RCN council told to lobby governments to provide better healthcare in rural areas amid ‘unsustainable pressure’

RCN council told to lobby governments to provide better healthcare in rural areas amid ‘unsustainable pressure’


Gwen Vardigans said inequality of healthcare is evident. Picture: John Houlihan

People are dying unnecessarily because of a lack of resources and funding for healthcare in rural areas, nurses told the RCN congress.

They approved a motion urging RCN council to lobby UK governments to provide better  healthcare in rural areas and do more to address shortages of nursing staff and supporting infrastructure.

Gwen Vardigans, whose North Yorkshire branch proposed the motion, said poor broadband access, inadequate public transport, cuts to local health facilities and a lack of registered nurses is creating unsustainable pressure.

Reality of country living

‘Most city dwellers have a romantic view of country living – idyllic cottages, fresh air and healthy living,’ said Ms Vardigans. ‘The reality for rural residents is very different if you or a member of your family requires healthcare.
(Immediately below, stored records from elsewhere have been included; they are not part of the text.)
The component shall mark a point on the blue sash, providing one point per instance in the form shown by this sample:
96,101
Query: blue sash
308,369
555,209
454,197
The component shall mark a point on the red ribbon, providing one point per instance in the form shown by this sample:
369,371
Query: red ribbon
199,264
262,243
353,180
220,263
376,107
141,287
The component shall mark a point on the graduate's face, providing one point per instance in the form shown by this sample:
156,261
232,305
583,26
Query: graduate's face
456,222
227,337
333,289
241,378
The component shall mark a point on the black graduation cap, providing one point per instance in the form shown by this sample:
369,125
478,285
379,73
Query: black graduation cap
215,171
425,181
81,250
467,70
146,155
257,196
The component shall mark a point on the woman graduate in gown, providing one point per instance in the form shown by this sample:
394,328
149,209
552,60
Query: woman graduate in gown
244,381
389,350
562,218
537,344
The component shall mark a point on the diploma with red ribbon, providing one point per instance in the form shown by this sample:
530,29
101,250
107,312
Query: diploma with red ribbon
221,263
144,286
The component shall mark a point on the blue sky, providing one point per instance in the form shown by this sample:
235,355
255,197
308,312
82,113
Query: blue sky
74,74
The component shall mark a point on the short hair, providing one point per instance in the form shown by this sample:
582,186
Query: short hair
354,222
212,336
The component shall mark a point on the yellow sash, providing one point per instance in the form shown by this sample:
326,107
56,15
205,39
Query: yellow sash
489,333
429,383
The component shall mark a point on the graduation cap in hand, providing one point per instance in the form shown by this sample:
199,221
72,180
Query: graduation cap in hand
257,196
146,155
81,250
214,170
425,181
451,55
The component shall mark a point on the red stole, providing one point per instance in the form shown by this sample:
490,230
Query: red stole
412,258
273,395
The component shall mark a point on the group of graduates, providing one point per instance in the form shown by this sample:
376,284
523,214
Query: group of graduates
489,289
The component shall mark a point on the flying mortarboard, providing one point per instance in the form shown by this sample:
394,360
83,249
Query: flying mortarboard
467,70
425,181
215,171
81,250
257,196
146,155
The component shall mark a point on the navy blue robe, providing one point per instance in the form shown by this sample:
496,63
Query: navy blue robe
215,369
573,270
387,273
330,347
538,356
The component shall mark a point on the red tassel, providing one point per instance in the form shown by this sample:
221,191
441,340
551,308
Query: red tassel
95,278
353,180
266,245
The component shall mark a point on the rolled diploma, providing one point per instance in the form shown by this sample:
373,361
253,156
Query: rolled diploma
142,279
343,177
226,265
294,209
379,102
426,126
Jean Fisher: Poverty in rural
county. Picture: John Houlihan

‘In England alone more than 10 million people live in rural areas, and their health should be as important as the 45 million living in our cities and suburbs. Instead, inequality of provision and healthcare are evident.

‘There are pockets of significant poverty and deprivation, substandard older properties and poor health amid dwindling healthcare resources.’

Poverty is rife

Jean Fisher, who represents the voluntary sector as a nurse, said poverty was rife in her rural county, Herefordshire. Ms Fisher recalled one family that had to tear up and burn floorboards to light a fire so as to keep a dying relative warm. In another case, a dying teenager had to share a bed with a sibling because of a lack of beds.

Laura Bird, of the RCN student committee Eastern region, said people were dying in parts of Norfolk because ambulances did not reach them in time.

Ellen Cullen, who joined the NHS in 1949 and said she once cared for people in a workhouse, warned of an upturn in rural poverty. ‘We do not want to go back to the days of the workhouse, when there is no help for people.’